Just below them was Hawkins Zion Perem, the 250th son of the House of Perem, strapped on a cold metal table being operated on by a figure covered in medical garments. A floating sphere made of needles and scalpels and gizmos and magick was stitching his exposed flesh, while a figure ran tests and occasionally checked his vitals.

"It hurts…It hurts. You told me it would be quick!" Hawkins's feet stiffened with frost. His body was beginning to become numb due to the cold from the metal and the elixirs he was being pumped with. His brother, Julius, currently fiddling with an orb capable of obliterating cells by just touching them, told him it would only be a week until he was healed. But after the multiple checkups, back-to-back surgeries, and the constant attachment and removal of organic and inorganic material, a week turned into a month.

"Nay, I did not expect them to use magic in their weaponry. It is hindering your body's natural regeneration process and my methods. If Quarry didn't find you when he did, you would have been in a much dire situation."

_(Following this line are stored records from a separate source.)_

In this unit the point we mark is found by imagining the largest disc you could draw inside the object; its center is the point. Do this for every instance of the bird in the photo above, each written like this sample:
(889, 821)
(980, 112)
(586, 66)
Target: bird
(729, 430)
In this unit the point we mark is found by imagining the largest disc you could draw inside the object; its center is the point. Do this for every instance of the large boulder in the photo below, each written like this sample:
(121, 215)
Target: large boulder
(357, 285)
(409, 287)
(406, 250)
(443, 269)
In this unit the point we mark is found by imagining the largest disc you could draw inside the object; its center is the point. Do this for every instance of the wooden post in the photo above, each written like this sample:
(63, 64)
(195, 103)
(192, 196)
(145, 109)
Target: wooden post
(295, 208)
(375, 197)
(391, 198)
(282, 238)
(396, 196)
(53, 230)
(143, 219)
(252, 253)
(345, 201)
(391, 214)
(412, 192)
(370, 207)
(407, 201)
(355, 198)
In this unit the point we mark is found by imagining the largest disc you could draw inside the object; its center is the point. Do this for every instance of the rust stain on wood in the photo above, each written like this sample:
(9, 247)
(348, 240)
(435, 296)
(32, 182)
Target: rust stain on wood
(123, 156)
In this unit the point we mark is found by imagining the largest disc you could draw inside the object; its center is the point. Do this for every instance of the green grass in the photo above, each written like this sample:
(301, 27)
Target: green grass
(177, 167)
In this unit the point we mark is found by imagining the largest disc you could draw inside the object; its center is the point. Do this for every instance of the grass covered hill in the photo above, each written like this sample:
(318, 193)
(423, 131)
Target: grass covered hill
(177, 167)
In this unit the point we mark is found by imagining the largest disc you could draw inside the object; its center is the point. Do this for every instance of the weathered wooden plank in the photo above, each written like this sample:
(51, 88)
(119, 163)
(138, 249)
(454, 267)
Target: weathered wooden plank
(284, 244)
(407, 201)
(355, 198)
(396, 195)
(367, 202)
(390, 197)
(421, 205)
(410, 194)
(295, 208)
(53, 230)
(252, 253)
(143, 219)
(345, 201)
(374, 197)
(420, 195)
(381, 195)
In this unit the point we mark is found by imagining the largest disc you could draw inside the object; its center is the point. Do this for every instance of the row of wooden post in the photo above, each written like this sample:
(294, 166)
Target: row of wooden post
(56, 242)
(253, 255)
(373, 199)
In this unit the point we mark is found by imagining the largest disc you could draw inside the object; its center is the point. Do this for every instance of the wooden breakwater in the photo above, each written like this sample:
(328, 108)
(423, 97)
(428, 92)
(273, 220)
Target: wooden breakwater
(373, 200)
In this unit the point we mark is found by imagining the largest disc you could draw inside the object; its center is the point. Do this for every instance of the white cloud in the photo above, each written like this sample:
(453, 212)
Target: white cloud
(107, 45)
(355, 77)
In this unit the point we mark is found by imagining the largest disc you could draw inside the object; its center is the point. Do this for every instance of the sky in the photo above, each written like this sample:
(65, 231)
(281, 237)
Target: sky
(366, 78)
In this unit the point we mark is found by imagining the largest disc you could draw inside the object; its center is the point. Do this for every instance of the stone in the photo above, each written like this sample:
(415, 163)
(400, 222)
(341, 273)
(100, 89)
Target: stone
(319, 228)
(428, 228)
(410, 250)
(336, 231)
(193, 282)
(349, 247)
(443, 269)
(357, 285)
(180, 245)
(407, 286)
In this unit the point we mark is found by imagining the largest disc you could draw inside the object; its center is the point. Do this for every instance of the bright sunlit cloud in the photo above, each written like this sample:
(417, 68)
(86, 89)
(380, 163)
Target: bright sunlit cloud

"You got to be kidding me…You got some iron?"

"No, where's yours?"

"That stupid brat Quarry blackmailed me for it. Told me he'll tell sister about this if I didn't give it to him." Hawk cursed himself for not transmuting closer to the medic house. From the Foundation to this, this whole situation has been for nothing.

"That sounds like your fault. You should have heeded their warnings. They told you dealing with Demons directly is tricky. Now look at you, you're all messed up and nasty."

"Aren't you supposed to be the doctor?"

"That still doesn't make you any less gross."

"I swear, when I get out of here, I'm going to make them all pay for this."

"No, you're not."


"You're barred from going back to that dimension. Aaberg orders."

"You told her! Why? What is wrong with you?"

"I didn't; she saw you. You know she comes around everywhere eventually."

"You could have at least lied."

"Get serious, Hawk. Anyways, I'm leaving. I'll see you tomorrow. I'm going a try a new method where I give you the toxin with the Carrion axolotl. I think that should give us some promising results. "

As Julius began to walk away, Hawk tried to turn his head but soon stopped after feeling a stabbing sensation in his abdomen. He reopened a stitch. "Wait…You can't leave me like this anymore. It hurts and it's cold."

"Aaberg told me to not make it easy for you either, sorry. She told me to tell you that you are the 250th oldest and that you should know better or something. I don't really know, I forgot most of it "

"Nay, Julius, come on. You can't be serious. This is cruel!"

"Sorry, I'm tired, gotta go. Good night." And with that said, Julius turned off the lights and closed the door. The only thing that remained was the medical sphere's constant buzz from working on Hawk's body, and Hawk himself, cold and alone and strapped to a table in the darkness.

Unable to change his fate, all Hawk could do was say "Shit" before staring at the ceiling and then falling asleep.